Technology May Need Upgrading
       Certain training programs require specific hardware and software, particularly a computer and an Internet connection. While a 56K connection is acceptable for most applications, a dial-up modem is not recommended.

        Many programs involve modules with high-resolution graphics and sound, so video cards and speakers are necessary. Updating computer software with the latest version of Internet Explorer or Macromedia player may be required as well.

        “PureSafety is a Web-based solution, so all a trainee or system administrator needs is an Internet-connected computer to access our assignments,” says Tom Gaudreau, director, channel sales and marketing, PureSafety. “They are all built in Macromedia Flash, making them very interactive and engaging for adult learners.”

Online Programs Reduce Crashes
       Experience has shown these programs are effective, whether a result of drivers actually learning what they didn't already know, or simply due to a “Hawthorne effect” in which drivers know they are under scrutiny and consequently are more careful about driving.

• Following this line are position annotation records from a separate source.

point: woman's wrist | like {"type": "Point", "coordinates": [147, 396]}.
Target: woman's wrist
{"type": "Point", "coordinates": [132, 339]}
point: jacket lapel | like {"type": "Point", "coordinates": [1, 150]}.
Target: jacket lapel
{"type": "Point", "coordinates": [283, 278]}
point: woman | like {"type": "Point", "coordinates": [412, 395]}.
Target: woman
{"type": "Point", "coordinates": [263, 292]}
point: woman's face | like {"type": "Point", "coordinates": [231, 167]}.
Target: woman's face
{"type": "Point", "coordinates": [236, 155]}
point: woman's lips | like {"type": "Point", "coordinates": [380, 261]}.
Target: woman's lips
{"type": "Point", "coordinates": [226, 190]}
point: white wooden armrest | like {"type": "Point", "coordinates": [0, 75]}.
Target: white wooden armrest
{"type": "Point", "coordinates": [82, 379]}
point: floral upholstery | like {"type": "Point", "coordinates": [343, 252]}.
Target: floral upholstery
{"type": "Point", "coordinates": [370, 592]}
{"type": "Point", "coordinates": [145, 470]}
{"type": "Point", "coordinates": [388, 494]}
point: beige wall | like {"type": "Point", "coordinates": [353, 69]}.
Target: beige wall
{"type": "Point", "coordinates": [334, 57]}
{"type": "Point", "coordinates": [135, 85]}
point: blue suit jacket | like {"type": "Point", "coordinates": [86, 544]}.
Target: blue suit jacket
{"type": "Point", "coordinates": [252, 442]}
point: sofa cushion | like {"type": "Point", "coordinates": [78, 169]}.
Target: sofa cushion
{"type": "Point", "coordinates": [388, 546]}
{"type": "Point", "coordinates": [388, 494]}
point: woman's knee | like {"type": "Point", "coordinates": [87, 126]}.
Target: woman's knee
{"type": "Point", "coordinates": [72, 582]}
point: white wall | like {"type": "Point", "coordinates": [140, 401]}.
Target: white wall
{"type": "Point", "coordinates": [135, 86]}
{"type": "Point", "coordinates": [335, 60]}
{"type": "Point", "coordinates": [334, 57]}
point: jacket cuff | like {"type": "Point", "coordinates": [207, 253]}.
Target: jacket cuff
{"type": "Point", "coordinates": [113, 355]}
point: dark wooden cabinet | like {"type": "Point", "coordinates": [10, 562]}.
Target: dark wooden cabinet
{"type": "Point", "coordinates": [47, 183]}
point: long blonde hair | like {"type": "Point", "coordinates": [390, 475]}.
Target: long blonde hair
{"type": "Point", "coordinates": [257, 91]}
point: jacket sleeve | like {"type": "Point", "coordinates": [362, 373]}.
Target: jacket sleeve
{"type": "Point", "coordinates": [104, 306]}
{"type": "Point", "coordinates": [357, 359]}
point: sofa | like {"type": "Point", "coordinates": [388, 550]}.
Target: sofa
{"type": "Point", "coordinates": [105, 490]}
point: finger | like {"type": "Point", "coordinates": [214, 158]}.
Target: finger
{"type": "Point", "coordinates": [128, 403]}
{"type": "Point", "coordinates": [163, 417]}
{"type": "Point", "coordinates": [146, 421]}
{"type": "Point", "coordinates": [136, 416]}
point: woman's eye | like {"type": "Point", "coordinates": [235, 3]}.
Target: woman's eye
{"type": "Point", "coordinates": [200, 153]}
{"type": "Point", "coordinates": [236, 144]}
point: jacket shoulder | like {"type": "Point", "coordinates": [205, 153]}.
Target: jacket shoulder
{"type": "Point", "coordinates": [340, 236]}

Either way, drivers become more conscious about driving, and become involved in fewer accidents.

        For CEI clients, for instance, preventable accidents have decreased by as much as 20 percent a year, and non-preventable accidents have been reduced as much as 10 percent.

        “A 30-percent reduction in collisions is the standard, but many of our clients have experienced a 50-percent reduction in collision rates,” says Martin from AlertDriving. “We have had a few that reduced their collision rates by as much as 70 percent.”

        Cambridge reports that in the first six months of utilizing NTSI's Online Army Traffic Safety Training Program, U.S. Army statistics show a 19-percent fatality rate reduction and a 23-percent reduction in the overall accident rate.